Jean-Claude Mascret

Personal information
- Date of birth: 15 July 1941 (age 85)
- Place of birth: France

Senior career*
- Years: Team / Apps / (Gls)
- Olympique Saint-Quentin

Managerial career
- 1972–1991: Olympique Saint-Quentin

= Jean-Claude Mascret =

French athlete and football manager (born 1941)

Jean-Claude Mascret (born 15 July 1941) was a French athlete who practiced gymnastics, judo, rowing, and football, where he stood out as a manager, overseeing Olympique Saint-Quentin for 19 years, from 1972 until 1991.

==Sporting career==
Born on 15 July 1941, Mascret took out a license with Olympique Saint-Quentin in 1956, aged 15, where he practiced several sports, such as gymnastics, judo, rowing, and football.

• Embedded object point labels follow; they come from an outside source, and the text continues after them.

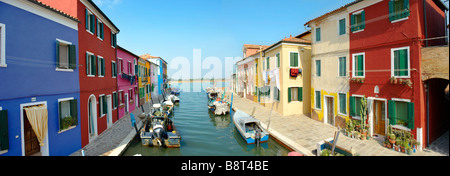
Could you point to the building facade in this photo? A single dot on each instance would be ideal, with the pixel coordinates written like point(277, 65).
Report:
point(385, 49)
point(126, 98)
point(39, 95)
point(330, 67)
point(97, 46)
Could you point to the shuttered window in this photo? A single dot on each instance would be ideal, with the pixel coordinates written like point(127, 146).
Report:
point(68, 114)
point(342, 27)
point(398, 9)
point(4, 138)
point(318, 34)
point(318, 68)
point(342, 103)
point(65, 55)
point(401, 113)
point(317, 99)
point(358, 65)
point(342, 66)
point(358, 21)
point(400, 62)
point(293, 59)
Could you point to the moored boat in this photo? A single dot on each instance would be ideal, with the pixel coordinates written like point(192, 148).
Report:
point(250, 128)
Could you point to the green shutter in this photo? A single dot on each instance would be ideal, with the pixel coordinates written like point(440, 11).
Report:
point(360, 66)
point(342, 26)
point(363, 20)
point(289, 94)
point(74, 111)
point(352, 23)
point(87, 61)
point(392, 113)
point(317, 34)
point(300, 94)
point(87, 19)
point(4, 137)
point(72, 57)
point(57, 53)
point(410, 115)
point(391, 11)
point(352, 106)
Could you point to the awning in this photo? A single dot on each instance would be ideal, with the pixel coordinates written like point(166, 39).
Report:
point(38, 116)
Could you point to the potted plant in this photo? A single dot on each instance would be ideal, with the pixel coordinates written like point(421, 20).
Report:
point(392, 138)
point(393, 80)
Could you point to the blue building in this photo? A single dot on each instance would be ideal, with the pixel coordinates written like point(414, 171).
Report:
point(39, 80)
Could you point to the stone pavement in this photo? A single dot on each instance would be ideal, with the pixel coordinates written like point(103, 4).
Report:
point(304, 132)
point(112, 137)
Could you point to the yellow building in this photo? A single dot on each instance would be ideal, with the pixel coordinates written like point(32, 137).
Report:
point(144, 81)
point(275, 63)
point(330, 65)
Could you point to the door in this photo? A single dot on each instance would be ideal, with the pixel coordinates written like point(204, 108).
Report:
point(329, 110)
point(109, 110)
point(32, 147)
point(380, 117)
point(127, 103)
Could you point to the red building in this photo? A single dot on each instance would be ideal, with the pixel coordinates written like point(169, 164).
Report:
point(97, 56)
point(386, 38)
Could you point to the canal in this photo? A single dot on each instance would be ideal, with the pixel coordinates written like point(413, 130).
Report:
point(205, 134)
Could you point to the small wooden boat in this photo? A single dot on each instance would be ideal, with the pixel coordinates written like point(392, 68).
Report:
point(250, 128)
point(159, 129)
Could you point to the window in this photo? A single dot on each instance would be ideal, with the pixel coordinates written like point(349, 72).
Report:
point(355, 106)
point(342, 27)
point(4, 138)
point(401, 113)
point(317, 99)
point(68, 113)
point(90, 64)
point(2, 45)
point(398, 9)
point(295, 94)
point(318, 68)
point(278, 60)
point(65, 55)
point(115, 100)
point(113, 69)
point(101, 66)
point(90, 22)
point(293, 59)
point(100, 30)
point(358, 65)
point(342, 66)
point(113, 40)
point(102, 104)
point(120, 65)
point(400, 62)
point(342, 103)
point(358, 21)
point(317, 34)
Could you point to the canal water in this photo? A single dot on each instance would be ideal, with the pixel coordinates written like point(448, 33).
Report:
point(205, 134)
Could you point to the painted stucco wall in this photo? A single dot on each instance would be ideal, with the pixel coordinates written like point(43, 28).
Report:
point(31, 73)
point(331, 46)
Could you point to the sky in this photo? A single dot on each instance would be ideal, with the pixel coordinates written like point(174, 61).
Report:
point(204, 38)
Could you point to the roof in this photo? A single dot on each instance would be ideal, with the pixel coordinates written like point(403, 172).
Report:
point(55, 10)
point(103, 14)
point(129, 52)
point(333, 11)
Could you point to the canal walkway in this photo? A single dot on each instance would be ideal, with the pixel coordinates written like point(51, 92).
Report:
point(302, 133)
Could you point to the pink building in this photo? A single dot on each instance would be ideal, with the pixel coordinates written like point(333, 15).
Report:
point(127, 83)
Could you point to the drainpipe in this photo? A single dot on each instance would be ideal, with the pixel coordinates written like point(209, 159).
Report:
point(425, 21)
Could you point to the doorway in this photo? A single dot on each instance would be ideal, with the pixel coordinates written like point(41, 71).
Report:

Mascret was appointed as the club's coach in 1972, a position that he held for 19 years, until 1991, which still is a club record, having led OSQ in 538 matches. Under his leadership, the club achieved promotion to the third division, where it stayed until 1990 (except for a stint in the lower tier in 1981–86), when it achieved promotion to Ligue 2, becoming the surprise team at the start of the 1990–91 French Division 2, but the club soon plummeted, so Mascret was replaced by his assistant Didier Toffolo.

==Later life==
On 7 March 2013, Mascret, who then had a 57-year license at OSQ, was one of the seven Saint-Quentin residents who received the city's medal of honor. He eventually became the club's oldest member, as well as a member of the club's board of directors.